How to marry a person without hurting your parents?

  1. rjvikas profile image59
    rjvikasposted 14 years ago

    How to marry a person without hurting your parents?

    If someone wants to marry a person but the parents disapprove then what should that person do so that his/her parents accept their marriage readily or with little trouble.

  2. abbie2010 profile image60
    abbie2010posted 13 years ago

    Well am sort of in the same position, except am only 17 but i have come to realise that trying to get your parent to approve to you two being together or even get married can go two ways.
    one way is that your parent instantaneously like you partner.
    Or they don't like your partner, these all come down to either the first impression or the type of your partner is.
    One of the ways which you can get your parent to accept your marriages could be to always say nice and good things about your partner and how perfect he/she is for you also telling them about his/her good qualities, but if they still wouldn't accept it.
    Then you might have to use the famous blackmail system and tell your parent that he/she makes you happy, but if they dont approve of him/her it destroys you and he/she is the only persn you want to be with. This way even if your parent don't like him they should accept him cause he/she makes you happy.
    Another thing to do (as parents usually like certain characteristics in younger people especially in people that will be related to them like a mother would like for their future daughter in-law probably cook nice for or anythinga mother enjoys doing and would like to make sure that when her son is married to this person the wife to be would be able to take very good care of him closest to the wayshe does or even better likewise for the father and future son-in-law) will if they have anything in common will be to let themspend time together doing the things they like that they have in common. I don't think that trying to make your partner and your parent get along for the moment is a very good idea because that would probably just make the parent see more things they wouldn't like in the partner and so they may dissaprove of your partner more.You should think of the long term effect. and if they accept your parnter maybe only for the fact that he/she makes you happy then as time goes on they will come round most especially when you have kids together.
    It is not garanteed that all i said will work for definate because people are different and moreover its only advise and am not a professional counsellor but i do like giving people advises and from what i have heard from friends and other people i give advises to am okat it so you can try other things but i really hope you find your way round this to make you, your partner and your parent happy.

  3. Jaynie2000 profile image84
    Jaynie2000posted 13 years ago

    That's a tough question because I'm not sure there anything you can "do" per se. I think that over time, it is possible that perceptions can be changed, but it depends on what it is that the parents disapprove of.

    For example, if your parents have unusually high standards because no one is ever good enough, then there may be nothing you can do except wait and give them time to see how truly wonderful your mate is.
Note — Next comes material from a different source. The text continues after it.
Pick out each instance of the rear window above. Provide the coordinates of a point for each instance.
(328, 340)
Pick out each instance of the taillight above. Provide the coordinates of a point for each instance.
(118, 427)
However, if they don't care for your mate because they have a criminal past, can't seem to get or keep a job, or do not take care of themselves physically, then your parents may have a valid point. In that case, you may ask less why your parents disapprove, and more why you actually do!

    I think the wisest thing is to be mature about it. Sit down with your parents, acknowledge their feelings and let them know that you love them and respect their feelings. Then follow that up by saying that you know they love you and want what is best for you. Tell them why your partner makes you happy. Talk about his/ her good points, goals and dreams. Tell them that you feel that your choice is right for you, and you're the one that has to live with the choice you're making. Tell them that you're moving ahead with your choice either way, but you'd be much happier if your parents could be happy for you.

    Then leave it alone. They will either come around or not. You can't force it. Just go forth and be happy. The best way to prove you've made a wise choice is to remain happily married.